• ChadNauseam 21 hours ago

    I know cryptocurrencies have a lot of problems, but this is one place where it’s good they exist: they’ve funneled a ton of money into researching new cryptography. The article claims that this research was developed for StarkWare, which developed its own form of zero knowledge proofs they called Starks, developed a programming language in which cryptographic proofs can be generated showing that the output of the program was truly produced from the inputs[^1], and continued to do more research like this. While I’m not a cryptographer, I think this sort of thing is super cool and I’m glad there’s a lot of attention and effort going into it.

    ^[1] the cool thing about these proofs is that they can be verified in much less time than is required to run the program. IIRC, starks can be verified in log-polynomial time, and snarks can be verified in constant time. This allows cryptocurrency protocols to have one computer in the network generate a proof of the state of the chain given a new block, and all other are able to quickly check it. Without this, you have a ton of waste because every computer in the network must duplicate the work of computing the new chain state. (although some new waste is introduced by the fact that producing a proof is very slow, although this is another area that cryptocurrency-funded research has improved dramatically)
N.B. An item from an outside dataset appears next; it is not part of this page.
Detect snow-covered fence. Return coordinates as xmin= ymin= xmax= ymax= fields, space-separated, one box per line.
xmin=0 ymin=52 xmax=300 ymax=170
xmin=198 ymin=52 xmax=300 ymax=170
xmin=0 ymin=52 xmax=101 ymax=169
    Another cool bit of cryptography research that I think was motivated by crypto was “verkle trees”, an improvement on merkle trees that uses vector commitments rather than your typical hash. A vector commitment is like a hash, but it hashes an array of items and you can check that the hash was produced from an array with a certain item at a certain index without knowing the other items in the array. If you use this to back a merkle tree, you can increase the branching factor a lot and end up with much smaller proofs that a particular item is in the tree. This is because the proof size for a merkle tree is b * log_b n (where b is the branching factor and n is the number of items in the tree). The proof size for a verkle tree is just log_b n, so you can increase b as much as you want without making the proofs bigger.
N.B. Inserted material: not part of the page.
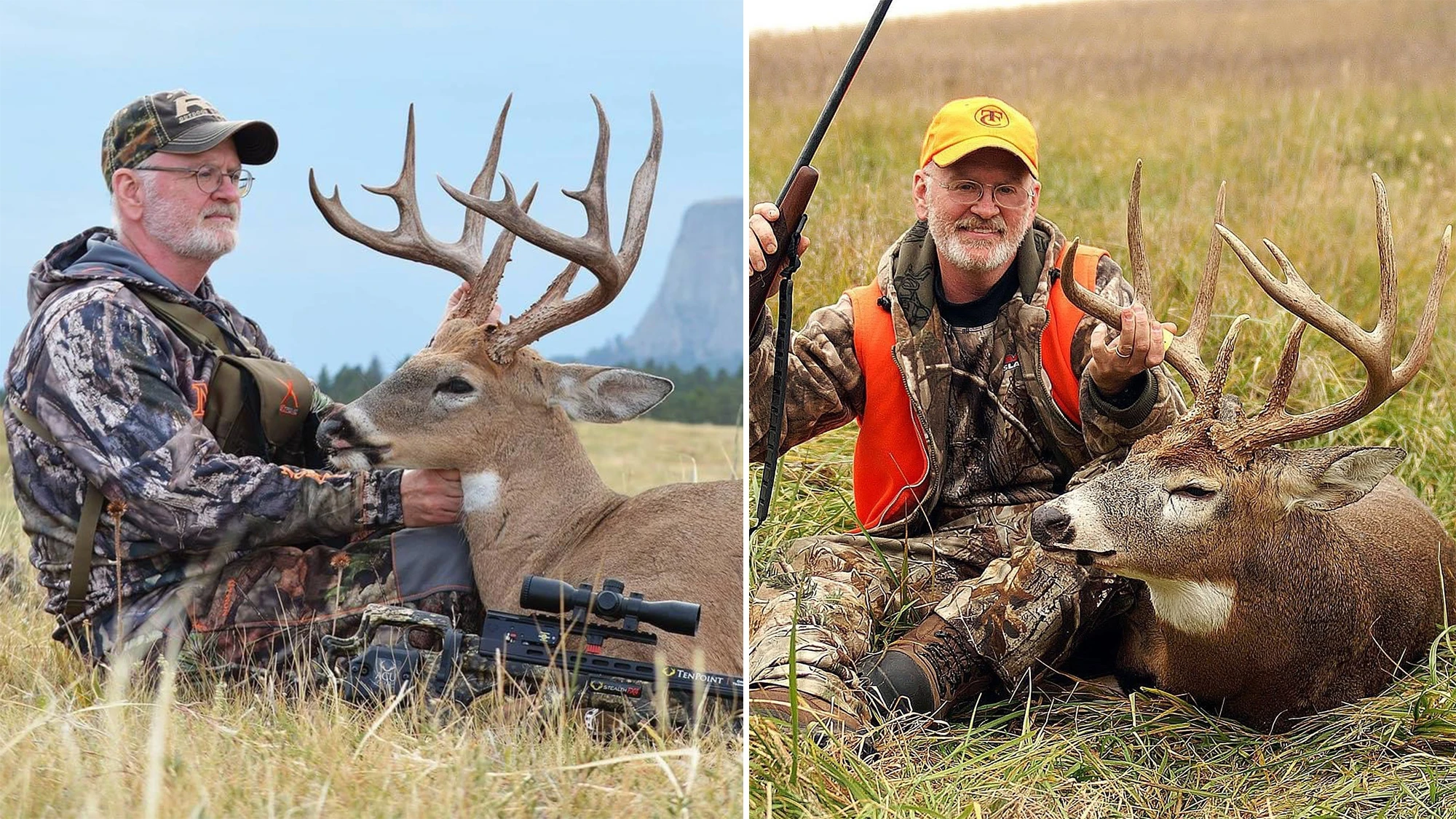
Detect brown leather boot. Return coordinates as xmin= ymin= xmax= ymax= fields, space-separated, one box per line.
xmin=748 ymin=685 xmax=865 ymax=733
xmin=865 ymin=614 xmax=996 ymax=717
    Full disclosure: I work for a blockchain company, but not one mentioned here. I have no equity or stake in crypto outside of the fact that if the price goes to 0 my company probably can no longer afford to employ me

    • treyd 18 hours ago

      The other cool thing about verkle trees is that they were mostly figured out by a high schooler for a science fair (?) project.

      They're not actually that complicated in principle, just nobody thought of it before and that's pretty cool.

      • ChadNauseam 17 hours ago

        Wow, that is cool. I'm actually annoyed that vitalik didn't credit him in his article about them. I wonder how many people think that the v stands for vitalk

        • a1369209993 16 hours ago

          > vitalik didn't credit him in his article

          You mean this article?

          https://vitalik.eth.limo/general/2021/06/18/verkle.html

          > Verkle trees are still a new idea; they were first introduced by John Kuszmaul in this paper from 2018[link to [0]],

          0: https://math.mit.edu/research/highschool/primes/materials/20...

          • Zamiel_Snawley 14 hours ago

            I want to highlight the fact that the quote from Vitalik’s article is the first sentence of the second paragraph. Credit is prominently given, not buried in any way.

            • ChadNauseam 10 hours ago

              Oh, I wonder if he edited it, I googled it to find what the GP was talking about and saw this which claimed he didn't: https://news.ycombinator.com/item?id=27557503

              • olddustytrail 2 hours ago

                From your link:

                vbuterin on June 19, 2021 | prev | next [–]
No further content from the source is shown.